Fin closed his eyes and rubbed his forehead. Wolf wasn’t due back for another few hours. He couldn’t wait. This woman—what had Camelee called her? Genevra. This Genevra was no spring maiden. She could not keep up. He had to leave her here.
“The chief will return to camp. Tell him what happened, and that I went to find her and bring her back.”
“Dane—”
“I must go,” he interrupted. “He will not forgive me this—and I do not want to see that in his eyes.” He said the last part in more of a mumble and more to himself than to her.
“I just wanted you to wait while I—” She bent to the nearest fallen warrior and removed his jacket and cloak. She hurried to bring them to him. “Put these on before you freeze to death.” Her gaze shifted everywhere but to his bare chest.
Her skin looked like the petals of a pale peach flower. Fin wondered if it smelled like a flow—no! She was old enough to be his mother—though he never knew his mother. He’d killed her being born. When he was told the tale by his father’s servants, he knew he was cursed. His life and his thirst for war and blood proved it.
“It would be difficult to freeze to death in this heat.”
“Heat?” She looked at him as if he’d just grown another head.
“In comparison to Denmark’s winters,” he clarified and forgot the urgency of what he needed to do.
“Is it desolate and uninviting?” she asked, looking worried. Wolf must have told her his plans.
The thought of Wolf returning home pricked his soul. They would separate. Wolf was giving up. Fin had waited and trained all his life to fight with his brother, and he was already going back?
“No. Its beauty is breathtaking, soul-stirring. It is mountainous, untamed, and uncharted. Winter there is freezing.” He set his cool green gaze on her. “Truly freezing. Now I must go.”
“Well,” Genevra offered him a tender smile and a pat on his bare arm, “take the clothes anyway, please.”
He received the offering and left, dressing as he went. He turned to look over his shoulder at her once after he slipped into the clothes. He would have smiled at her, for she was sharp and thoughtful, and oddly comforting. She looked like a slightly older version of Wolf’s woman, with the same hair color, and the same spark of life in her large silvery-blue eyes.
He found his horse and searched for hoof prints in the light blanket of snow. It took him some time to find anything, for the snow had picked up and covered the ground and any tracks. His belly sank. They could have gone anywhere.
He felt ill. Wolf left him in charge of the camp. Everyone was dead. The chief’s woman was gone. Taken…along with the child. He had left his post for a tumble in the bed of a woman whose name he didn’t even know. Wolf was going to be angry. Very angry.
As children, the brothers had gotten along well. Wolf was the oldest by five years. He loved Fin immensely, having raised him alone with their father. Fin worshipped the dirt beneath his older brother’s boots. When their father wasn’t teaching Fin to farm, Wolf was teaching him how to fight. When Wolf left to fight for Cnut, Fin counted the days, the years until he was old enough to join the warriors.
“Someday, you can be chief, too,” his brother used to tell him.
“I do not want to be chief, or anyone in power,” he had replied. “Who wants all that on their shoulders?”
Wolf didn’t like such talk. “It is not about you, Fin.”
To which Fin would often reply with clever words and a playful smirk.
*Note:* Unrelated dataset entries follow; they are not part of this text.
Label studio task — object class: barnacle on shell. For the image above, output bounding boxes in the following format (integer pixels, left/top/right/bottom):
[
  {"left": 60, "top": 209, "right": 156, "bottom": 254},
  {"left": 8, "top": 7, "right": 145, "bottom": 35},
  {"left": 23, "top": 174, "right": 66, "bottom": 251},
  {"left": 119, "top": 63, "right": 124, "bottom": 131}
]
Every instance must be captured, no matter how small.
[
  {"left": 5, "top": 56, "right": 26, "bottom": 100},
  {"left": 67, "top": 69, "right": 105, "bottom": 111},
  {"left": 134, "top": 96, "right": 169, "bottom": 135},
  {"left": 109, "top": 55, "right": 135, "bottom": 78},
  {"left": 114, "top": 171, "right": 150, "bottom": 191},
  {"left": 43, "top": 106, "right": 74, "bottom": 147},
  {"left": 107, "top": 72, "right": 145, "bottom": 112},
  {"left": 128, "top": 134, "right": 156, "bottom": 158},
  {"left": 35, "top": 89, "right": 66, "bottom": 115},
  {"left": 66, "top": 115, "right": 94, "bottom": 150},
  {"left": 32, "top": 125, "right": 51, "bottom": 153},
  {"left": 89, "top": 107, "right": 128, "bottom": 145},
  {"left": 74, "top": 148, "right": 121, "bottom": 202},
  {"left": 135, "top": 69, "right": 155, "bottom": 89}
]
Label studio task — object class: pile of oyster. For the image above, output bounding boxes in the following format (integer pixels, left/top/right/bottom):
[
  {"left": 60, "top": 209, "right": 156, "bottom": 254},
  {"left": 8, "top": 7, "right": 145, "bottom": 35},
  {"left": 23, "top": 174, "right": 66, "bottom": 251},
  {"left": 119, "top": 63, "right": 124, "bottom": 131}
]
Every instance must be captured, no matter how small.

But he had grown harder and more serious after twenty-one battles and killing hundreds of men. If a man didn’t go hard after living the life he had lived, he would go mad—or maybe he never had a heart to begin with. He lived with the guilt of his mother for as long as he could remember. He was no good. Evil.
Wolf had tried to reassure him that he was not such things, but coming from his brother, whom many thought was a merciless monster, his reassurances held no weight. Still, Fin knew better. Wolf had been a monster only once and he was only merciless in battle with his enemies—and with men who took what belonged to him. When the Mercian army killed their father, Wolf went berserk and killed fifty men with just his sword.
Fin knew many Saxons would die by his brother’s hands for what took place today. He might not stop until everyone involved was dead—possibly including him.
He buttoned the jacket to keep the cold off his skin. The icy air was affecting him more today. He didn’t care. His only concern was his brother finding him before Fin found her.
*
“Let me holdthe girl,” Camelee demanded the Saxon in front of her in the saddle. Aethelwold.
“There is no room in the saddle for me, you, and the girl,” Aethelwold answered, looking over his shoulder at her.
She hated when he looked at her for there was no compassion in his gaze. She wanted to inform him that if he jumped off the horse when they reached the next cliff, there would plenty of room.
“Why are you wearing such strange attire?” he asked in his annoying voice that sounded like he was snarling even when he wasn’t.
Over thirty men followed behind them on horseback. Another thirty had broken off and gone south with Leofric, who Camelee deduced was Aethelwold’s older brother. One of the men who moved with her group had Hild with him. She was crying and wouldn’t stop even when the brute gave her a shake and threatened to strike her.